Когда он стал лягушкой, Дороерей самораспался и исчез, превратился в чудовище огромного размера, которое нависло надо мной в виде темной горы и, когда разговаривало со мной, надувало огромный пузырь — аэростат на горле, и дышало на меня переливчатым детским голосом. Это дыхание-трель было мощным, по-семейному теплым, ароматным.

Поистине райское блаженство — быть сытым, не питаясь, — исключительное было положение у твари перед Творцом, быть свободным от ежедневного добывания пищи в поте лица своего. Безглазое, безротое, безухое существование Дороерея истинно можно было называть райским, как у ангелов — до грехопадения некоторых из них и беспощадного выдворения из рая.

Итак, рождение самого себя из головастика для Омидячереячи, лягушки, было равно изгнанию ангела из рая. Но если демонизированный таким образом ангел знал, за что он подвергнут изгнанию, — Омидячереяча не подозревала даже, какую провинность она свершила, будучи изгнанною из головастиков в лягушки. Глядя на море выпученными, размером с башенные часы, задумчиво-туманными глазами, чудовищная лягушка выпустила последнюю нежную руладу своего трюлюлюканья — и пузырь на горле, под нижней губою, у нее опал.

Я не стал допытываться у лягушки, запомнила ли она свое райское существование головастиком, потому что видел перед собою самого успешного жителя водного Миросвета, для которого пища насущная, желудочная, находилась сразу в двух измерениях: надводном и подводном. Такому незачем было помнить о том существовании, когда не нать было есть, потому что нечем: рта у головастика почти не было, просто дырочка, намек на него. А в настоящем у Омидячереячи был широкий огромный рот, в который я мог бы свободно влетать, широко раскинув руки, — если бы они были у меня и если бы я мог летать.

Александр во мне решительно отказывался от бессмысленного пребывания вне материи, причем между ним и мною ничегошеньки не стояло, не звучало, не маячило, не кукарекало, не квакало — и одна лишь гороподобная темная лягушка, закрывшая полнеба передо мною, ведала о моем существовании.

— У тебя что, жизнь? — спрашивала она, не догадываясь, очевидно, насколько я мал по сравнению с нею.

— Вполне, — ответил я. — Это было так же верно, что мое имя — Аким и между мной и Александром ничего нет, и столь же убедительно, как и жизнь одного головастика в пруду Немятово.

— Это что — намек на некоторые обстоятельства в моем прошлом?

— Отнюдь не намек, а толстенное, как бревно, уложение нематериального в материальное.

— Но разве Александр — не материален?

— Еще как материален. Если его жизнь сравнить с жизнью головастика. Разве у него был меч, по имени Соловрасый, которым Александр мог разрубить напополам коня — одним своим знаменитым ударом, Трисконтом? Не было такого меча. Был Грэг — состояние неистовства в бою, во время которого Александр перерубал всадника вместе с конем на две половинки, и меч при этом мог быть любой, вовсе и не Соловрасый. Мог быть даже обломок меча, или вовсе ничего могло не быть в руке, а только его взмах вселенской силы и скорости, — и обреченный на смерть враг разваливался на две части. Значение имел не меч, не Соловрасый вовсе, а удар вселенской силы, наносимый Александром Македонским в состоянии неистовства, Грэга, — удар, имя которому было Трисконт. Как оказалось, милая Омидячереяча, ты зря беспокоилась, что Александр нематериален, между ним и мною ничего не стояло, а я, как видишь, спокойно существовал вне материи.

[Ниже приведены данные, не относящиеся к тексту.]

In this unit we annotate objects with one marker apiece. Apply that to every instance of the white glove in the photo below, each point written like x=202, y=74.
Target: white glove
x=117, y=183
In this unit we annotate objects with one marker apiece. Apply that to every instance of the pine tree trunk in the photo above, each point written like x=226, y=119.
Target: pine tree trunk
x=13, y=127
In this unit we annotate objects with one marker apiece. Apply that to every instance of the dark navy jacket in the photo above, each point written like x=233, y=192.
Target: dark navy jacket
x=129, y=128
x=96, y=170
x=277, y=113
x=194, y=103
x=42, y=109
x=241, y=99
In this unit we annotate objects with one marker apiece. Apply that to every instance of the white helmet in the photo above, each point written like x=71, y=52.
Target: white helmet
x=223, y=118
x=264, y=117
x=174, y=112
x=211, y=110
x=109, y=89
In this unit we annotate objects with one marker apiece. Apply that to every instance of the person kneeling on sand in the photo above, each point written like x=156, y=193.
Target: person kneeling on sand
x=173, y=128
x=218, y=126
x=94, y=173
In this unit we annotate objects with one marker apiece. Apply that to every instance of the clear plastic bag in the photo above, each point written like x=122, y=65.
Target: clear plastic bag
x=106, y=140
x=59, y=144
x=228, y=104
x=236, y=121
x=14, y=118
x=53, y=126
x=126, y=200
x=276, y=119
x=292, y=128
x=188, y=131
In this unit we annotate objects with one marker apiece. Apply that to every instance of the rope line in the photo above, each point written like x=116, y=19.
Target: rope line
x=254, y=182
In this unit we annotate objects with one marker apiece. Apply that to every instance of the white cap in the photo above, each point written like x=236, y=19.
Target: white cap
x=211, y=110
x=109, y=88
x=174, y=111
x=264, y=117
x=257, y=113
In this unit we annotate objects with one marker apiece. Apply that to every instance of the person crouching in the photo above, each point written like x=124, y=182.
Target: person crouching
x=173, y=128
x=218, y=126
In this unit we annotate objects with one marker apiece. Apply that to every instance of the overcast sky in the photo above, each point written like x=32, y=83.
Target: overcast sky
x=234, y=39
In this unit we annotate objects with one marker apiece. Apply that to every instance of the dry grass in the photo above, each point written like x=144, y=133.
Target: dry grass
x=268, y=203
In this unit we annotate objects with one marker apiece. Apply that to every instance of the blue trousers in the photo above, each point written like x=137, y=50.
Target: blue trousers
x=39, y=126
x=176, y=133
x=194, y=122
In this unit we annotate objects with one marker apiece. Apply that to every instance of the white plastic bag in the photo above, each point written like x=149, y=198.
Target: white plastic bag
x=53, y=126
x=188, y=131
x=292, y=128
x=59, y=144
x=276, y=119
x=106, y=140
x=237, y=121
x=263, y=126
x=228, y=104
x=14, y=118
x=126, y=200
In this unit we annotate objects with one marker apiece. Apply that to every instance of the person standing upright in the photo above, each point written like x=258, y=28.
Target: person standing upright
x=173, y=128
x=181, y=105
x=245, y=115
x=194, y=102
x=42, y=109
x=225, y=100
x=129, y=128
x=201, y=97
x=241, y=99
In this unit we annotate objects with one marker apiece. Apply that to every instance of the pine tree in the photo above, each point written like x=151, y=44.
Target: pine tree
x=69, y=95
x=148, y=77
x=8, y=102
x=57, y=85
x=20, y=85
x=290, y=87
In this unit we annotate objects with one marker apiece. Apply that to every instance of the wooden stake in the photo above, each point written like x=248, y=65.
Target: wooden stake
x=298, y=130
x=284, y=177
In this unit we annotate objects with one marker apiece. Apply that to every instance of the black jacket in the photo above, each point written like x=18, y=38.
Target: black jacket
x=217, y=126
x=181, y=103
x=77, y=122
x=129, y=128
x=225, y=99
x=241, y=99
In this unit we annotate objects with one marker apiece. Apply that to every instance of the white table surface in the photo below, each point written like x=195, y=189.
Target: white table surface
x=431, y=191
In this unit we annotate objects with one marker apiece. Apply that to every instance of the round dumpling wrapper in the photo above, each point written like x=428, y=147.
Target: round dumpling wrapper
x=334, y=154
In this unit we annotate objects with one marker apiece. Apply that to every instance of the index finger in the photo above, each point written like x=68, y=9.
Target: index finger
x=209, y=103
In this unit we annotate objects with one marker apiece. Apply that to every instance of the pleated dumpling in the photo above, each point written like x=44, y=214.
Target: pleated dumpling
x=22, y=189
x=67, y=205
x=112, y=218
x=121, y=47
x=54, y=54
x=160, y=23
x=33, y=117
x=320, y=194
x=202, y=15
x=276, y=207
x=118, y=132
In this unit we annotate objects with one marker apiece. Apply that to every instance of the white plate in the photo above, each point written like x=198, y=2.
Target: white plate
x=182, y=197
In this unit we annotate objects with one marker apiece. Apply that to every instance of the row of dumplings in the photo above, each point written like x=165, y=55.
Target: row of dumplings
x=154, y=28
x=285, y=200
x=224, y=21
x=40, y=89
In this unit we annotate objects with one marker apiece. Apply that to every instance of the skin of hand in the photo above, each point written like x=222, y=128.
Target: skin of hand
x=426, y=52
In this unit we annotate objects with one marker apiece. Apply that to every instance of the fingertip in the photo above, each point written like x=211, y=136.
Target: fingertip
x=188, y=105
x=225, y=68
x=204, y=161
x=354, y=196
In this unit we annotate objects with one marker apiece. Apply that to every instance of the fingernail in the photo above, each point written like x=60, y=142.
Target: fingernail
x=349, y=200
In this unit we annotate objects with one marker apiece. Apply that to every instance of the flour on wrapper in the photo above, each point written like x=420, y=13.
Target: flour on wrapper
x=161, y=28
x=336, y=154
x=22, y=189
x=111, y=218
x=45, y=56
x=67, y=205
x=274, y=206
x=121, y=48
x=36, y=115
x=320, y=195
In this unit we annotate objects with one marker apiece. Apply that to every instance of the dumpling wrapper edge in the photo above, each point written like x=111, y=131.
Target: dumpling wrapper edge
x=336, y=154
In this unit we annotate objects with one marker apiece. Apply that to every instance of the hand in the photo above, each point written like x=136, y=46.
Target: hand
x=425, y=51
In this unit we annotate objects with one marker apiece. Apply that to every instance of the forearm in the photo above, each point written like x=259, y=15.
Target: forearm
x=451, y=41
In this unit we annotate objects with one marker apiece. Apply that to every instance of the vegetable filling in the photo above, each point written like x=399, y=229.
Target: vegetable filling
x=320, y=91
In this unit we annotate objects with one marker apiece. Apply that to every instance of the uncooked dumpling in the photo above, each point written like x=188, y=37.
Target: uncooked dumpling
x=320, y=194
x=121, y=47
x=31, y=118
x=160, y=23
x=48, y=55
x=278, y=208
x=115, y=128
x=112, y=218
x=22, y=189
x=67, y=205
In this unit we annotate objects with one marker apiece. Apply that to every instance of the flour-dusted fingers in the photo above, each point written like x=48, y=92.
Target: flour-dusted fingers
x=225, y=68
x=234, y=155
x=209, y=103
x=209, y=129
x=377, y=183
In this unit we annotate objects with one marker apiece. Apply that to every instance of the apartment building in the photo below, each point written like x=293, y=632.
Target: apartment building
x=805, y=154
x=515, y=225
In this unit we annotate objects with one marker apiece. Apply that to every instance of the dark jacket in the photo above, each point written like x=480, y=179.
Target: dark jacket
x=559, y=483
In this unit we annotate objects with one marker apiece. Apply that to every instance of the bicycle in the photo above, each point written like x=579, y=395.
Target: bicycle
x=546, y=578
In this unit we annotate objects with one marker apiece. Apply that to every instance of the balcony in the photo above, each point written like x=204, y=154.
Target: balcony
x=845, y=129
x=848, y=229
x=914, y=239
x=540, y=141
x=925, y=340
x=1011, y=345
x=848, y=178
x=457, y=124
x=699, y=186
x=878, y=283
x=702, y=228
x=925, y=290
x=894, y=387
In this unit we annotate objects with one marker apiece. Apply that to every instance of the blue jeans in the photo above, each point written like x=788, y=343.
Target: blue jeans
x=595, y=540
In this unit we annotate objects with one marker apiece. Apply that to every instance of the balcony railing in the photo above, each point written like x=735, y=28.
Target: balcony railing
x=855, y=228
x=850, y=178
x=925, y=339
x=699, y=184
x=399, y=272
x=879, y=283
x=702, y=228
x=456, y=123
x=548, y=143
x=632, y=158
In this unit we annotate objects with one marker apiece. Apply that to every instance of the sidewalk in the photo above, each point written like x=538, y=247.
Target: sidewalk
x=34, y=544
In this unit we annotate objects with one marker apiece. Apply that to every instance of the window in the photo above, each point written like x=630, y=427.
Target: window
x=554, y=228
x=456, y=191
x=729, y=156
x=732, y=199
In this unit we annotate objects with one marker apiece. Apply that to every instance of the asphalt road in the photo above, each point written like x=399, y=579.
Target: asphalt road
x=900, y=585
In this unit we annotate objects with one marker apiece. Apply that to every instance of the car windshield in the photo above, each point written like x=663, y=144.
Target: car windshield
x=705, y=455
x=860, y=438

Громадная лягушка, которая на самом деле была совсем маленькой, жила в своей деревне, Немятове, расположенной на западном берегу пруда, по названию Абрагантское море, которое было настолько великим, что такая громадина, как серо-зеленая лягушка Омидячереяча, могла бы проплыть до другого берега под водою только за 12 толчков задними лапами.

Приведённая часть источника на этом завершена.